Download or read book One Word Kill written by Mark Lawrence and published by 47North. This book was released on 2019-05 with total page 0 pages. Available in PDF, EPUB and Kindle. Book excerpt: Ready Player One meets Stranger Things in this new novel by the bestselling author who George RR Martin describes as "an excellent writer." In January 1986, fifteen-year-old boy-genius Nick Hayes discovers he's dying. And it isn't even the strangest thing to happen to him that week. Nick and his Dungeons & Dragons-playing friends are used to living in their imaginations. But when a new girl, Mia, joins the group and reality becomes weirder than the fantasy world they visit in their weekly games, none of them are prepared for what comes next. A strange--yet curiously familiar--man is following Nick, with abilities that just shouldn't exist. And this man bears a cryptic message: Mia's in grave danger, though she doesn't know it yet. She needs Nick's help--now. He finds himself in a race against time to unravel an impossible mystery and save the girl. And all that stands in his way is a probably terminal disease, a knife-wielding maniac and the laws of physics. Challenge accepted.
Book Synopsis How to Write a Novel Using the Snowflake Method by : Randy Ingermanson
Download or read book How to Write a Novel Using the Snowflake Method written by Randy Ingermanson and published by Createspace Independent Publishing Platform. This book was released on 2014-07-18 with total page 0 pages. Available in PDF, EPUB and Kindle. Book excerpt: The Snowflake Method-ten battle-tested steps that jump-start your creativity and help you quickly map out your story.

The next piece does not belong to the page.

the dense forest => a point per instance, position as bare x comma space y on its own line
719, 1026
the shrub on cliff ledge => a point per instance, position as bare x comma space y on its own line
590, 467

Download or read book The Paris Wife written by Paula McLain and published by Hachette UK. This book was released on 2011-03-03 with total page 263 pages. Available in PDF, EPUB and Kindle. Book excerpt: Chicago, 1920: Hadley Richardson is a shy twenty-eight-year-old who has all but given up on love and happiness when she meets Ernest Hemingway and is captivated by his energy, intensity and burning ambition to write. After a whirlwind courtship and wedding, the pair set sail for France. But glamorous Jazz Age Paris, full of artists and writers, fuelled by alcohol and gossip, is no place for family life and fidelity. Ernest and Hadley's marriage begins to founder, and the birth of a beloved son serves only to drive them further apart. Then, at last, Ernest's ferocious literary endeavours begin to bring him recognition - not least from a woman intent on making him her own . . .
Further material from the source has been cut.